What is Federation? Apollo Federation allows you to divide your graph into multiple, smaller GraphQL services (called subgraphs), which are then composed into a single, unified "supergraph" by a Gateway.
How it works:
- Users Subgraph: Handles queries related to users.
- Products Subgraph: Handles queries related to products.
- Reviews Subgraph: Handles reviews, tying users to products.
The Gateway routes incoming requests to the appropriate subgraphs, merges the responses, and returns them to the client. The client is completely unaware that multiple microservices are powering the graph.
Because a single GraphQL query can request an arbitrary amount of data, traditional rate limiting (e.g., 100 requests per minute) is insufficient. One massive query can take down the server.
Solutions:
- Query Cost Analysis: Assign a "cost" or "weight" to each field in the schema. Before executing the query, the server calculates the total cost. If it exceeds a threshold (e.g., 1000 points), the query is rejected.
- Depth Limiting: Prevent queries from nesting deeper than a specified limit (e.g., maximum depth of 5).
- Amount Limiting: For fields that return lists, require pagination arguments (
first,last) and enforce hard maximums (e.g.,firstcannot exceed 100).
Testing GraphQL is generally more straightforward than REST because of the strong schema and typed nature of the language.
Ensure your schema compiles and contains no syntax errors. Tools like graphql-schema-linter can enforce naming conventions and deprecation rules.
Resolvers are just functions.

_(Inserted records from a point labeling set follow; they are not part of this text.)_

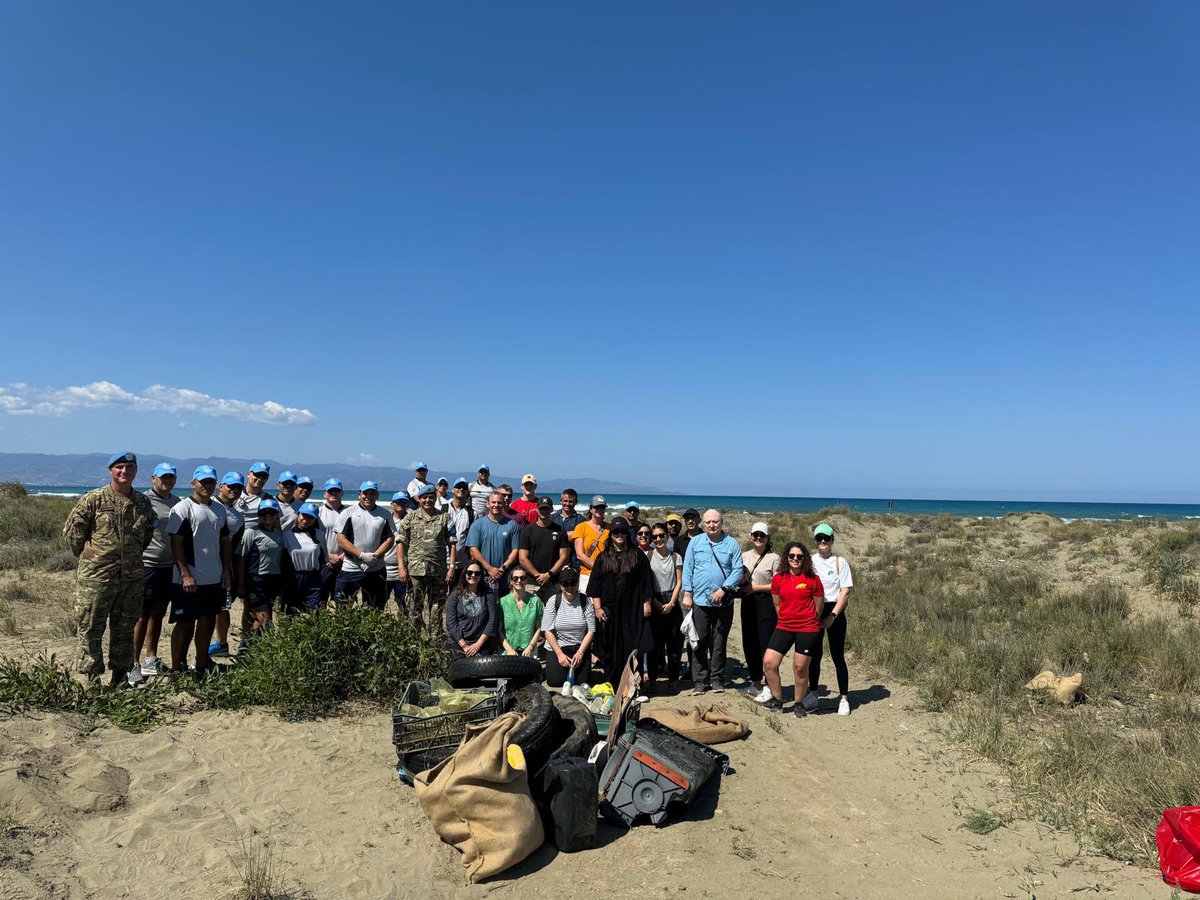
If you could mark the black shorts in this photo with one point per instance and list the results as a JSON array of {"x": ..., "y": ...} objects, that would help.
[
  {"x": 805, "y": 642},
  {"x": 204, "y": 603},
  {"x": 156, "y": 581}
]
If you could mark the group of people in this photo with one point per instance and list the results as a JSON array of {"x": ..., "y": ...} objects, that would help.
[{"x": 499, "y": 575}]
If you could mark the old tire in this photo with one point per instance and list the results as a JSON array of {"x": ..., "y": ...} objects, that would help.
[
  {"x": 579, "y": 733},
  {"x": 473, "y": 671}
]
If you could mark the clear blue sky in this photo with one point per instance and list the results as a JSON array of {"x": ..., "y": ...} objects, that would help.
[{"x": 931, "y": 249}]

You can test them in isolation by passing mock parent, args, and context objects.
// Example Jest test
test('User.tasks resolver fetches tasks for user', async () => {
const mockContext = { db: { tasks: { findByAssignee: jest.fn().mockResolvedValue([{ id: 1 }]) } } };
const parent = { id: 'user-1' };
const result = await resolvers.User.tasks(parent, {}, mockContext);
expect(mockContext.db.tasks.findByAssignee).toHaveBeenCalledWith('user-1');
expect(result).toHaveLength(1);
});Using tools like apollo-server-testing (or simply sending HTTP POST requests to your test server instance), you can execute full GraphQL operations against an in-memory database to verify the entire request lifecycle.
const { createTestClient } = require('apollo-server-testing');
const server = new ApolloServer({ typeDefs, resolvers, context: () => ({ user: { id: 1 } }) });
const { query } = createTestClient(server);
test('Fetches current user dashboard', async () => {
const GET_ME = gql`query { me { id } }`;
const res = await query({ query: GET_ME });
expect(res.data.me.id).toBe('1');
});This concludes the comprehensive guide to GraphQL. By mastering these core concepts, schemas, resolvers, optimization techniques, and advanced patterns, you are well-equipped to design, build, and maintain highly efficient and scalable API infrastructures.